Now, Collins pegs that milestone for 2024, with flight tests happening in Montreal. Ground tests are to start this year.
The partners plan to mate Collins’ 1MW motor with a 1MW fuel-burning engine supplied by P&WC, creating a 2MW hybrid system. They will replace one of the Dash 8’s two PW100 turboprops with that system.
“The electric motor will provide extra power during take-off and climb, allowing the fuel-burning engine to be optimised for cruise efficiency,” Collins say.
“We can operate this propulsion system either on the motor generator, or the thermal engine, or both,” says P&W vice-president of propulsion and material technologies Frank Preli.
Such technology could improve turboprop efficiency by 30% and be in service around the mid-2030s.
Collins will continue advancing its electric-motor work at a Rockford, Illinois lab it calls “The Grid”, which will be fully operating in 2023, says Collins vice-president of engineering for power controls Bill Dolan.
Collins previously said The Grid would open in 2020.
Longer term, the Raytheon companies intend to mate a 1MW motor to a variant of the PW1100G turbofan, which powers Airbus A320neo-family jets, says Preli.

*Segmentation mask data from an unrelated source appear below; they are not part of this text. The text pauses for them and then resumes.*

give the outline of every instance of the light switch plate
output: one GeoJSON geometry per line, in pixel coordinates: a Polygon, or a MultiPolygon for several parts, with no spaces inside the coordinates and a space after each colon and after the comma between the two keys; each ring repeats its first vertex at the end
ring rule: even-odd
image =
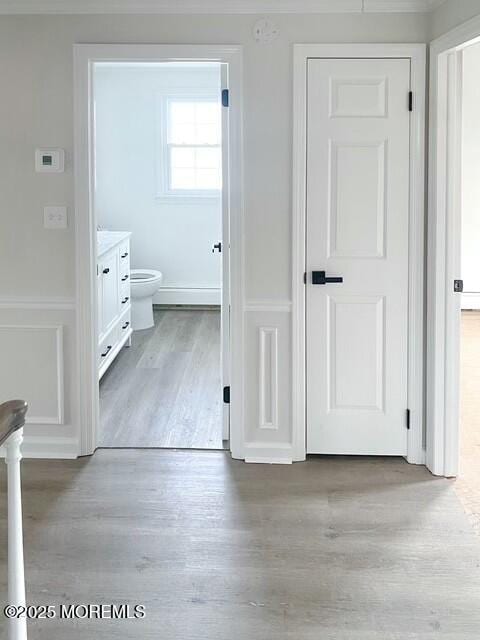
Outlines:
{"type": "Polygon", "coordinates": [[[43,226],[45,229],[66,229],[67,225],[67,207],[44,207],[43,226]]]}

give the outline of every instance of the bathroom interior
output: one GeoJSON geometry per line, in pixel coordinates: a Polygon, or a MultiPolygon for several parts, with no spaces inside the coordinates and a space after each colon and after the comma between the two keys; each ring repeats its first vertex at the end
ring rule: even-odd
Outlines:
{"type": "Polygon", "coordinates": [[[96,63],[99,447],[223,449],[218,63],[96,63]]]}

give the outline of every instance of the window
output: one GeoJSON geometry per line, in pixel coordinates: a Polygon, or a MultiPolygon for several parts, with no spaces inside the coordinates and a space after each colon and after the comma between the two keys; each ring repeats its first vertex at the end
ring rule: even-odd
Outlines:
{"type": "Polygon", "coordinates": [[[161,196],[219,196],[222,188],[221,107],[211,98],[164,102],[161,196]]]}

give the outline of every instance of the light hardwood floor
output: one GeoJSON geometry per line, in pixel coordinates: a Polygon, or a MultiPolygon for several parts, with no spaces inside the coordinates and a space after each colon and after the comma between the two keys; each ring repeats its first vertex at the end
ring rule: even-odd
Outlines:
{"type": "Polygon", "coordinates": [[[100,383],[102,447],[222,449],[220,311],[155,310],[100,383]]]}
{"type": "MultiPolygon", "coordinates": [[[[28,601],[146,607],[32,621],[29,640],[480,637],[480,539],[453,482],[423,467],[114,449],[22,464],[28,601]]],[[[2,602],[5,539],[1,465],[2,602]]]]}
{"type": "Polygon", "coordinates": [[[456,489],[480,534],[480,312],[462,312],[460,475],[456,489]]]}

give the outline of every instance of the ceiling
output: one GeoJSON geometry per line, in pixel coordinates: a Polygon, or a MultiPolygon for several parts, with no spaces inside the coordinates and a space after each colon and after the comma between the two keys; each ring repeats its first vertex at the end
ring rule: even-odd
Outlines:
{"type": "Polygon", "coordinates": [[[0,0],[0,14],[427,13],[446,0],[0,0]]]}

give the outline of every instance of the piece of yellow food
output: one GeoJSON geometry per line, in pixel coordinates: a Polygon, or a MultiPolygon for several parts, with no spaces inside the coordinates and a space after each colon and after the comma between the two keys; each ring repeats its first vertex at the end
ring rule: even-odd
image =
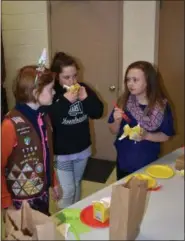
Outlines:
{"type": "Polygon", "coordinates": [[[72,93],[77,93],[80,89],[80,85],[76,83],[75,85],[71,85],[69,91],[72,93]]]}
{"type": "Polygon", "coordinates": [[[63,85],[63,87],[67,90],[70,91],[72,93],[77,93],[80,89],[80,85],[78,83],[68,86],[68,85],[63,85]]]}
{"type": "Polygon", "coordinates": [[[139,135],[142,133],[143,129],[140,127],[140,125],[134,126],[131,128],[128,124],[124,126],[123,128],[123,134],[119,138],[119,140],[124,139],[125,137],[129,137],[130,140],[137,140],[139,135]]]}
{"type": "Polygon", "coordinates": [[[125,136],[130,135],[131,132],[132,132],[132,128],[130,128],[129,125],[125,125],[124,128],[123,128],[123,130],[124,130],[124,135],[125,135],[125,136]]]}

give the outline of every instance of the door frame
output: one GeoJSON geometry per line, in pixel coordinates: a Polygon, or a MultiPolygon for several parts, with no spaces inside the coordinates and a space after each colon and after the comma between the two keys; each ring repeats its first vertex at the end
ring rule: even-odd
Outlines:
{"type": "MultiPolygon", "coordinates": [[[[179,103],[179,98],[178,97],[176,98],[176,96],[179,96],[179,92],[177,91],[177,93],[176,93],[174,91],[174,88],[176,88],[176,89],[178,89],[178,87],[181,88],[181,85],[184,84],[184,80],[181,76],[181,74],[183,73],[183,71],[181,69],[182,68],[181,65],[178,64],[180,66],[179,67],[180,69],[177,68],[175,72],[174,72],[174,70],[172,70],[172,72],[171,72],[171,75],[173,74],[173,79],[177,78],[177,79],[182,81],[181,84],[177,83],[177,85],[180,85],[180,86],[174,87],[174,84],[172,84],[172,82],[171,82],[172,79],[171,78],[168,79],[168,75],[166,75],[166,73],[168,72],[167,71],[168,68],[170,67],[172,62],[174,62],[174,59],[172,58],[172,54],[174,55],[174,52],[178,53],[178,54],[179,54],[179,52],[181,52],[182,55],[184,55],[184,51],[182,51],[182,50],[184,50],[184,42],[182,41],[182,38],[181,38],[182,36],[180,36],[180,38],[179,38],[179,39],[181,39],[180,44],[176,43],[175,46],[171,45],[172,43],[174,43],[174,39],[172,41],[169,41],[169,43],[168,43],[168,44],[170,44],[170,46],[168,45],[168,49],[169,49],[168,52],[170,53],[169,54],[170,57],[169,57],[169,60],[168,60],[169,62],[165,60],[166,59],[165,52],[167,51],[167,48],[163,49],[163,46],[166,45],[165,39],[169,38],[168,27],[171,26],[171,25],[168,21],[170,19],[172,19],[172,17],[174,16],[174,13],[173,13],[174,9],[172,7],[172,2],[173,1],[160,1],[159,32],[158,32],[159,33],[158,67],[159,67],[159,71],[162,74],[162,79],[163,79],[162,86],[164,87],[164,90],[166,92],[165,94],[167,95],[169,104],[170,104],[171,109],[172,109],[172,114],[173,114],[173,118],[174,118],[175,135],[169,141],[162,143],[160,156],[164,156],[164,155],[168,154],[169,152],[172,152],[175,149],[181,148],[182,146],[184,146],[184,135],[183,135],[183,133],[184,133],[183,129],[184,128],[182,127],[183,124],[184,124],[183,123],[184,122],[184,120],[183,120],[184,119],[184,107],[181,110],[176,109],[177,106],[183,106],[184,103],[183,104],[181,102],[179,103]],[[164,29],[165,29],[165,31],[163,32],[162,30],[164,30],[164,29]],[[181,45],[181,41],[183,43],[183,46],[181,45]],[[182,50],[179,49],[181,47],[182,47],[182,50]],[[174,50],[172,50],[172,49],[174,49],[174,50]],[[179,73],[179,75],[177,73],[179,73]],[[172,95],[172,93],[173,94],[175,93],[175,95],[172,95]]],[[[178,1],[178,4],[180,4],[181,2],[183,3],[183,1],[178,1]]],[[[183,8],[179,7],[179,10],[180,9],[183,9],[183,8]]],[[[176,11],[176,12],[178,13],[178,11],[176,11]]],[[[179,16],[179,14],[178,14],[178,16],[179,16]]],[[[183,16],[184,16],[184,13],[183,13],[183,16]]],[[[180,15],[180,17],[182,17],[182,15],[180,15]]],[[[183,21],[182,21],[182,23],[183,23],[183,21]]],[[[182,33],[181,30],[183,30],[183,27],[184,26],[180,25],[179,28],[178,28],[178,26],[176,26],[176,28],[174,28],[174,26],[173,26],[172,27],[173,36],[177,36],[178,32],[182,33]],[[182,27],[182,29],[179,29],[180,27],[182,27]],[[176,31],[178,31],[177,34],[176,34],[176,31]]],[[[179,58],[181,58],[180,55],[178,55],[178,61],[180,61],[179,58]]],[[[182,59],[184,60],[184,56],[182,57],[182,59]]],[[[177,61],[177,57],[175,58],[175,61],[177,61]]],[[[182,66],[184,66],[184,61],[183,61],[182,66]]],[[[184,88],[181,88],[181,89],[184,89],[184,88]]]]}
{"type": "MultiPolygon", "coordinates": [[[[52,36],[51,36],[51,2],[47,1],[47,22],[48,22],[48,62],[51,63],[52,60],[52,36]]],[[[124,1],[117,0],[119,5],[119,35],[118,35],[118,82],[116,96],[117,98],[122,93],[123,90],[123,7],[124,1]]]]}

With such a configuration, the electric system would generate only about 5% of combined system’s power – not half, as with the turboprop, Preli adds. “Even at this mild level, it makes a lot of sense… The architectural can grow and evolve as energy storage evolves.”
A hybrid-electric turboprop as feasible in the next decade but a hybrid-electric turbofan will require more time, Preli says. “There’s a tremendous amount of work to do.”